You have to admire their form – twelve long
steps before letting it fly: Denial
is more than a river in Egypt, or Just take it
one day at a time, or the tricky Today
is the first day of the rest of your life. There's always
one new guy in a crisp white shirt who's never
heard it all before, who's here for the very first
time of the rest of his life, filling his just-emptied bag
with a fresh load of slogans, while the old pros
sneak off to the shoe rack, duck into the bar, strike
out for any dark corner to be spared
that first enlightened chuckle or aha. He's on
the team now, in a league all his own, getting crushed
beneath supportive hugs and handshakes as his
name lights up the scoreboard one
lonely letter at a time. He'll remember this moment
like a seven-ten split – The happy husband he was
yesterday on one side, tomorrow's hope
impossibly on the other. Already he's rocking
in the gutterball wake of their affection.
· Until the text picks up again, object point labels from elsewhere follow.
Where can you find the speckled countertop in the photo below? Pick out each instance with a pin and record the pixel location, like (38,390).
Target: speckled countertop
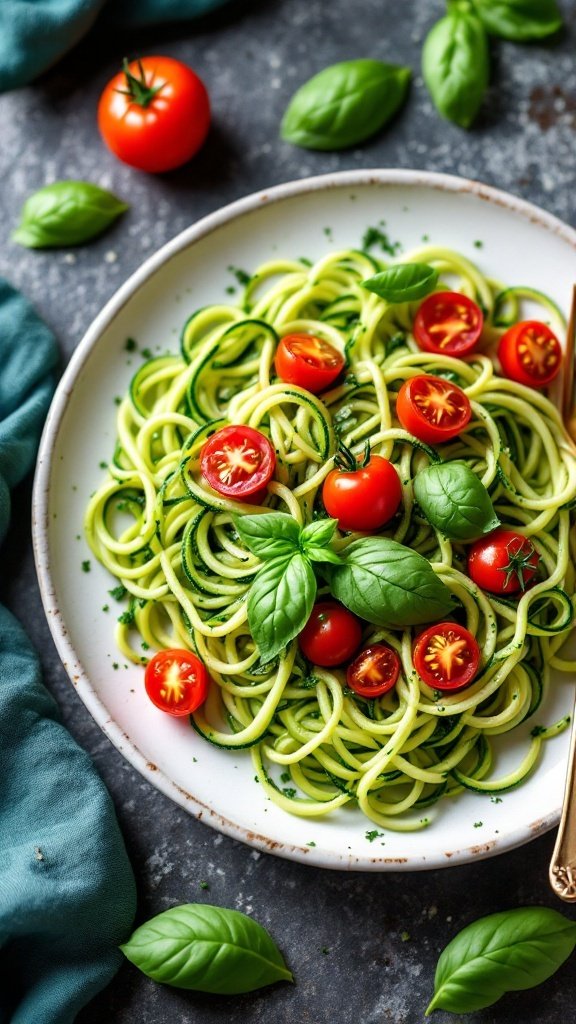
(362,947)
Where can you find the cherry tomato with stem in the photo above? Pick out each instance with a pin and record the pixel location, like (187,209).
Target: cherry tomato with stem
(503,562)
(331,634)
(309,361)
(530,353)
(176,681)
(361,496)
(446,656)
(155,114)
(433,409)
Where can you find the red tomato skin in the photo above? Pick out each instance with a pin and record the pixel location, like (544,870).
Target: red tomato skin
(331,635)
(364,499)
(195,681)
(427,321)
(451,632)
(293,368)
(511,360)
(489,557)
(167,132)
(385,662)
(415,422)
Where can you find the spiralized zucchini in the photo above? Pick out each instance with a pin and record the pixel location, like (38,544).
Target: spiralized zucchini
(170,541)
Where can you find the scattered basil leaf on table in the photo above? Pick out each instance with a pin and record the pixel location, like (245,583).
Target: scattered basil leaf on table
(455,66)
(403,282)
(67,213)
(344,104)
(455,501)
(520,20)
(207,949)
(503,952)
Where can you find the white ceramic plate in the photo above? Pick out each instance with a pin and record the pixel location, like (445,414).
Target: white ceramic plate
(520,244)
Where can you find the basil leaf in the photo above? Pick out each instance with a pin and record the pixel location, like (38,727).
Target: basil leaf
(280,602)
(504,952)
(66,213)
(403,282)
(455,502)
(455,66)
(388,584)
(520,20)
(272,535)
(344,103)
(207,949)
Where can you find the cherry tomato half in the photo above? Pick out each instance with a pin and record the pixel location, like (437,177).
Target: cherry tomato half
(446,656)
(331,634)
(503,562)
(176,681)
(362,496)
(448,323)
(309,361)
(374,671)
(155,114)
(238,462)
(530,353)
(433,409)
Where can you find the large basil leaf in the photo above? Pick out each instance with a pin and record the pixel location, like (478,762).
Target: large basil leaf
(208,949)
(403,282)
(504,952)
(455,502)
(66,213)
(344,103)
(520,20)
(388,584)
(280,602)
(455,66)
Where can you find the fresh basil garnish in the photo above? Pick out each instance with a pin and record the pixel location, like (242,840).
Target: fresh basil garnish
(455,66)
(455,501)
(66,213)
(520,20)
(388,584)
(403,282)
(344,104)
(503,952)
(206,949)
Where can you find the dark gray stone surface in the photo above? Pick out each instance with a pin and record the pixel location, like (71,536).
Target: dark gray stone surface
(362,947)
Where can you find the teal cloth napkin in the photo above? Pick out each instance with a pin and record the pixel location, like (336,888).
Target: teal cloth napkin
(67,890)
(34,34)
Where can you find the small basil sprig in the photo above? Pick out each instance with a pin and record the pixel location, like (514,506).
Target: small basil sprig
(66,213)
(207,949)
(455,66)
(344,104)
(455,501)
(403,282)
(503,952)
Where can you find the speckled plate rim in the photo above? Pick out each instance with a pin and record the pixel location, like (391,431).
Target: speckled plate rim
(80,679)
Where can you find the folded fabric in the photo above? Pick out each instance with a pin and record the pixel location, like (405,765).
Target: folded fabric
(67,890)
(34,34)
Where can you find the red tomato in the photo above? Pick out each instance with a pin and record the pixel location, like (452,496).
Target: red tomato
(331,634)
(362,497)
(503,562)
(448,323)
(374,671)
(176,681)
(155,114)
(238,462)
(309,361)
(433,409)
(530,353)
(446,656)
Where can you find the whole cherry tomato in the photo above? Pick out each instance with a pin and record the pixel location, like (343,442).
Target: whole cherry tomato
(155,114)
He'll topple
to rest among them soon, another casualty scattered
on life's straight and narrow lane that, in the end,
only made him easier to hit. For the thousandth time
Today, I am reading your good-bye. In the distance
I hear the ball kissing wood, rumbling
toward me like a welcoming mob. I'm taking
twelve steps back. I just can't
help myself, can't stop thinking: This time
I'll make a run for the car, hang my
shirt out the window like a tattered white flag, trade
these borrowed shoes and this old, heavy bag for two
tickets to Egypt, one-way – beg you
to join me in the Nile, to float by my side one
day at a time right back to the first
day we met for the rest of our lives. Let's reset
the pins, forget about the rules. Let's
spot each other 300 points and play
like eager children, like
the swaggering world champions we could be.